Dinin Türk Toplumuna Etkisi 2. Bölüm

İL DİNİ : ANAHAN + BABAHAN DİNİ

Oğuz adına olan Toplum düzeni, Toplum içine bir ikilik soktu. Bu ikilik BARIŞ anlamına gelen İL içinde, eski Anahanlıkla yeni Babahanlığı uzlaştırmak, barışçıl yoldan bağdaştırmak sayıldı. Topluma ikilik girmişti, ama henüz biri ötekine baskı yapıp üstünlük gösteremiyordu. Belki 4 mevsim dışında aşiretin ortak yıl ortası töreni ÖKÜZ tanrı, OĞUZ töresinin kökü oldu. Kadın egemenliği ile Erkek egemenliği Çin'deki gibi zıtlık içinde sayılmadı.

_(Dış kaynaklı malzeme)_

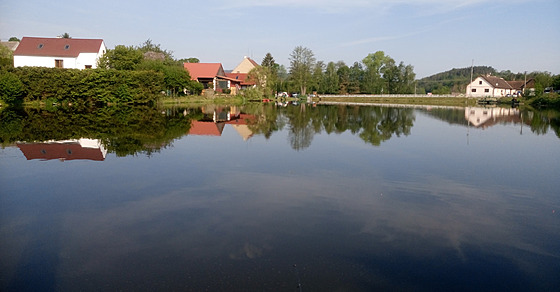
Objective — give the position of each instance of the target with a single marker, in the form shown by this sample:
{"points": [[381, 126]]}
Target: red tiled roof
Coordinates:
{"points": [[63, 151], [241, 77], [57, 47], [203, 70], [206, 128], [497, 82]]}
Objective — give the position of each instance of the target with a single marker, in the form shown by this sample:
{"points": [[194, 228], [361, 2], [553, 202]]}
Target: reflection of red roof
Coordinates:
{"points": [[206, 128], [63, 151], [204, 70], [57, 47], [242, 119]]}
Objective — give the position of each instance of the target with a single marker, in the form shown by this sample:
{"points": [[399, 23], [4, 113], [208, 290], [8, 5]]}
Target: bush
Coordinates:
{"points": [[97, 85], [11, 87]]}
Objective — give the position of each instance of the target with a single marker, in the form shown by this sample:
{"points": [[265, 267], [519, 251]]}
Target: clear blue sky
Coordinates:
{"points": [[432, 35]]}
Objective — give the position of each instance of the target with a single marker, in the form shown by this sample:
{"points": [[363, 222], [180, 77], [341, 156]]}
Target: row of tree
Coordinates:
{"points": [[377, 73], [456, 80], [151, 57]]}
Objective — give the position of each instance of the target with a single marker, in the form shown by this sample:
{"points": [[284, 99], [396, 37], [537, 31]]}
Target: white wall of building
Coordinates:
{"points": [[83, 60]]}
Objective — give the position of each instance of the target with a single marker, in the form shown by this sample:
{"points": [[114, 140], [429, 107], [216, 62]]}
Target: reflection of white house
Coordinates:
{"points": [[481, 117], [492, 86], [59, 52], [89, 149]]}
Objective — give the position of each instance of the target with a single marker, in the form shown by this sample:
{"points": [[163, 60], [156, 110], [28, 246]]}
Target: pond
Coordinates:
{"points": [[287, 197]]}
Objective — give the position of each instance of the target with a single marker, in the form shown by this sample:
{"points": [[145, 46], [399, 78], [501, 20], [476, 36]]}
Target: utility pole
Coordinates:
{"points": [[472, 71]]}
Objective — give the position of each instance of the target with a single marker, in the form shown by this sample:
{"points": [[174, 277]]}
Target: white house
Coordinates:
{"points": [[489, 86], [59, 52]]}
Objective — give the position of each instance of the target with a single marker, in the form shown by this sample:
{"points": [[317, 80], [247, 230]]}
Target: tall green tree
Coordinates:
{"points": [[356, 78], [374, 67], [302, 62], [331, 79], [343, 73], [271, 72], [121, 58], [318, 80]]}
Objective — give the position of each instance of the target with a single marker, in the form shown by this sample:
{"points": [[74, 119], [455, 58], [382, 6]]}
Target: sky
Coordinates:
{"points": [[431, 35]]}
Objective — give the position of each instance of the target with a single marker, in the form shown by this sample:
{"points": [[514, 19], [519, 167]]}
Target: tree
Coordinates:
{"points": [[375, 63], [318, 79], [268, 61], [189, 60], [6, 57], [121, 58], [259, 75], [343, 73], [356, 78], [271, 73], [148, 47], [302, 61], [331, 79]]}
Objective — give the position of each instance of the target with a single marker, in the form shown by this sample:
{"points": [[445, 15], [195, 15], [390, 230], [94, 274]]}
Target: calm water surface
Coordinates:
{"points": [[295, 198]]}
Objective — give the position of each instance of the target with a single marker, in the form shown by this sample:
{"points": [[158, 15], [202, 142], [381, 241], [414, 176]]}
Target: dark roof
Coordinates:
{"points": [[62, 151], [57, 47], [521, 84], [10, 45], [241, 77]]}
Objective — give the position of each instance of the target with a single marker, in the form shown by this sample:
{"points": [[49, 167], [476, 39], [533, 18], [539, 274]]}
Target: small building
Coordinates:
{"points": [[492, 86], [212, 75], [245, 66], [11, 45], [59, 52], [243, 79]]}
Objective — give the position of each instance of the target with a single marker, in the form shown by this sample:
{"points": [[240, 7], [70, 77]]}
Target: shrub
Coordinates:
{"points": [[11, 87]]}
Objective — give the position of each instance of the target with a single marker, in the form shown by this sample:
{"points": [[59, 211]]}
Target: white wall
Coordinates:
{"points": [[21, 61], [71, 63]]}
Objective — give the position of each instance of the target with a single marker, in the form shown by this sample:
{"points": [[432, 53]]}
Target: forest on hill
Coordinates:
{"points": [[456, 80]]}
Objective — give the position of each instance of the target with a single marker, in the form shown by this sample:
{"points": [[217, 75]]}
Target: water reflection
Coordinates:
{"points": [[355, 208], [89, 149], [147, 130]]}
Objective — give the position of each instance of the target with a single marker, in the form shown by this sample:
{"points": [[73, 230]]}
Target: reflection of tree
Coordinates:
{"points": [[267, 121], [122, 130], [372, 124], [540, 121], [380, 123], [301, 127]]}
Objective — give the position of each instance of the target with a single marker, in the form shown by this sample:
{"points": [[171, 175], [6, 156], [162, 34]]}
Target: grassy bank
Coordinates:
{"points": [[200, 99], [441, 101]]}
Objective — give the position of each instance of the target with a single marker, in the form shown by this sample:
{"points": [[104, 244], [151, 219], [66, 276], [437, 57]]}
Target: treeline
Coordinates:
{"points": [[456, 80], [30, 84], [124, 75], [377, 73]]}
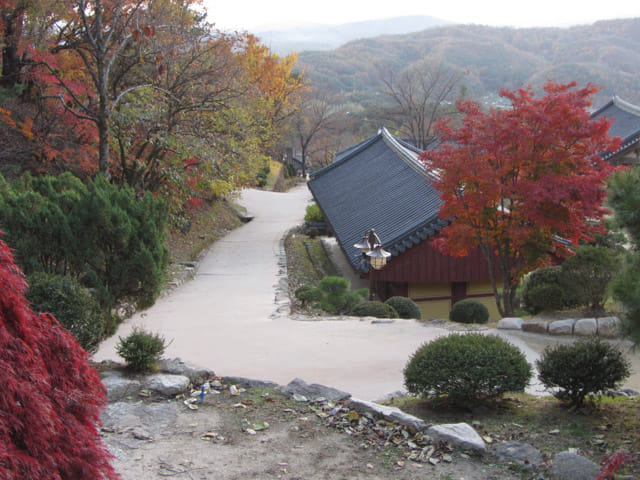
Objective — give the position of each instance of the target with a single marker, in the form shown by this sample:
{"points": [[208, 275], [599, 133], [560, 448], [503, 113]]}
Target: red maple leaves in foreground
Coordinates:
{"points": [[50, 398]]}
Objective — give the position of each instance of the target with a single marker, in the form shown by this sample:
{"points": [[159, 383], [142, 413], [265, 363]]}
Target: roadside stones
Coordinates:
{"points": [[569, 465], [139, 419], [586, 327], [535, 326], [314, 391], [392, 414], [605, 327], [167, 384], [520, 453], [561, 327], [510, 323], [458, 434], [118, 387]]}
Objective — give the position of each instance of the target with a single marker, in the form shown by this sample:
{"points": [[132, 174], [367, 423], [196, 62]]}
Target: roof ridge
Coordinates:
{"points": [[602, 108], [626, 106], [358, 148], [408, 155]]}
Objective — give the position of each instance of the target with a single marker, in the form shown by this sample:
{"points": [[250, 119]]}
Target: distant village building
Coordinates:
{"points": [[379, 183], [626, 124]]}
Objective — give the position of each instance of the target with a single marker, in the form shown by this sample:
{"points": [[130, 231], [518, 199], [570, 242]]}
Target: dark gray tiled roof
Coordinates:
{"points": [[626, 122], [378, 183]]}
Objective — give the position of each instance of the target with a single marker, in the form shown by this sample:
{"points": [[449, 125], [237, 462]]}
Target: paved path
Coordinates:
{"points": [[222, 319]]}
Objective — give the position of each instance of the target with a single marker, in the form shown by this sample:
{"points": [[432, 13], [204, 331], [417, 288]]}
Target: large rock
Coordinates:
{"points": [[571, 466], [391, 414], [177, 366], [586, 327], [535, 326], [459, 435], [562, 327], [153, 418], [314, 391], [520, 453], [510, 323], [118, 387], [167, 384], [609, 327]]}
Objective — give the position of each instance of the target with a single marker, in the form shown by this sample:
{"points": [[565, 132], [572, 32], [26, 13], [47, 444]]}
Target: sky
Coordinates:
{"points": [[252, 14]]}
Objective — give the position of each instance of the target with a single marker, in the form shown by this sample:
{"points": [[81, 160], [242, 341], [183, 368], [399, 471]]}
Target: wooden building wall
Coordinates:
{"points": [[424, 264], [436, 281]]}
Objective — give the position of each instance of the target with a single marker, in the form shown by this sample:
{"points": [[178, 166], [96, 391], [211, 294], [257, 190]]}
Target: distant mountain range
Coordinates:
{"points": [[327, 37], [606, 53]]}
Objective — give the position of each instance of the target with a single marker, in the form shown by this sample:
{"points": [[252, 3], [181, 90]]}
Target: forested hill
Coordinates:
{"points": [[606, 53]]}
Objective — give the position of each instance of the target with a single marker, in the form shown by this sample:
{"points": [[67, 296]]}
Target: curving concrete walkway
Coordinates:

"Çin sınıflamasından (Ak ve Kara) adlarıyla iki eşit olmayan tabakaya ayrılıyordu. İkinci (İl) sınıflanmasında ise; zümreler ve fertler, SAĞ ve SOL adları ile, birbirine değerce eşit ve birbirinin tamamlayıcısıdır. Bundan başka, kadın ve erkek cinsleri ak ve kara sınıflamasına değil de, SAĞ ve SOL sınıflamasına sokuldukları için, iki cins birbirinin eşiti ve tamamlayıcısıdırlar." (Keza, . 35).

İl toplumu Türk toplumunun anahancı eğilimine karşı henüz açıkça çıkmak cesaretini bulamaz. Ancak, erkeğin dıştan, zorba egemenlik eğilimini, Oğuz kutsallığının perdesi ardında kadına karşı yerleştirmekten de geri kalmaz.

Oğuz birleşiminde BOZOKLAR Sağ kolu, ÜÇOKLAR Sol kolu teşkil ettiler. İki yoldan böylece birleşerek İL'i var ederlerken, bunların tapacakları da birleşerek 7 HODAY'ı vücuda getirdiler. Bu birleşim şöyle oluyor: Sol kolu teşkil eden aşiret, eski din teşkilatını muhafaza ederek İL'e sol kol oluyor. Biliyoruz ki, eski BUDUN'ın 4 Yersu'su vardı. Bunlardan yalnız DEMİRHAN ile SUHAN kalıyor. Ama bunlar da, Oğuz'larda adlarını değiştirerek, DAĞHAN ve DENİZHAN oluyorlar.

Yersu'lar, Orta dünya gökyüzünün, yani hava küresinin oğullarıdır. Yersu'ların babasına Altay Türkleri OGAN derler. Oğuzlar ise buna GÖKHAN adını veriyorlar. İşte bu suretle, Sol kolun allahlarını (Gökhan, Dağhan, Denizhan) adındaki 3 Yersu'dan ibaret görüyoruz.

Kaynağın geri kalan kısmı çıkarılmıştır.